Livestock farmers were keen to secure supplies of straw, driving up prices at recent sales.
Straw prices have reached ‘unprecedented levels’ with livestock farmers looking to secure supplies as a nationwide shortage hits.
Halls auctioneer Peter Willcock said prices had reached between 50 per cent and 100 per cent higher than this time last year with a shortage of straw all around the country.
Livestock farmers were being forced to compete at auctions with prices going ‘ever upwards’ with many concerned about having adequate stocks.
Mr Willcock said there were ‘lots of reasons’ for this increase, including the hard winter and current drought and land being used to grow alternative crops such as maize for digesters, with slightly fewer crops now available for straw.

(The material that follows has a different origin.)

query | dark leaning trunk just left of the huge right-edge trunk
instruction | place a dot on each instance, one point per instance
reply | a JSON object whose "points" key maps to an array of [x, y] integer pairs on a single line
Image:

Source: A and S Jones and W. D. Sykes at Bishops Castle, Shropshire
He said: “The levels we are seeing are completely unprecedented. We are seeing livestock farmers having to go out and buy straw now because of the shortage of grass.
“It will put more pressure on livestock farmers. Arable farmers are trying to get the best return for their straw.”
He added many livestock farmers were hedging their bets and buying now in case prices got ‘even dearer’.
More than 100 buyers were at the recent sales in Shropshire and Welsh livestock farmers in particular were showing a ‘great deal of interest’ with some travelling up to 40 miles to be at the auction.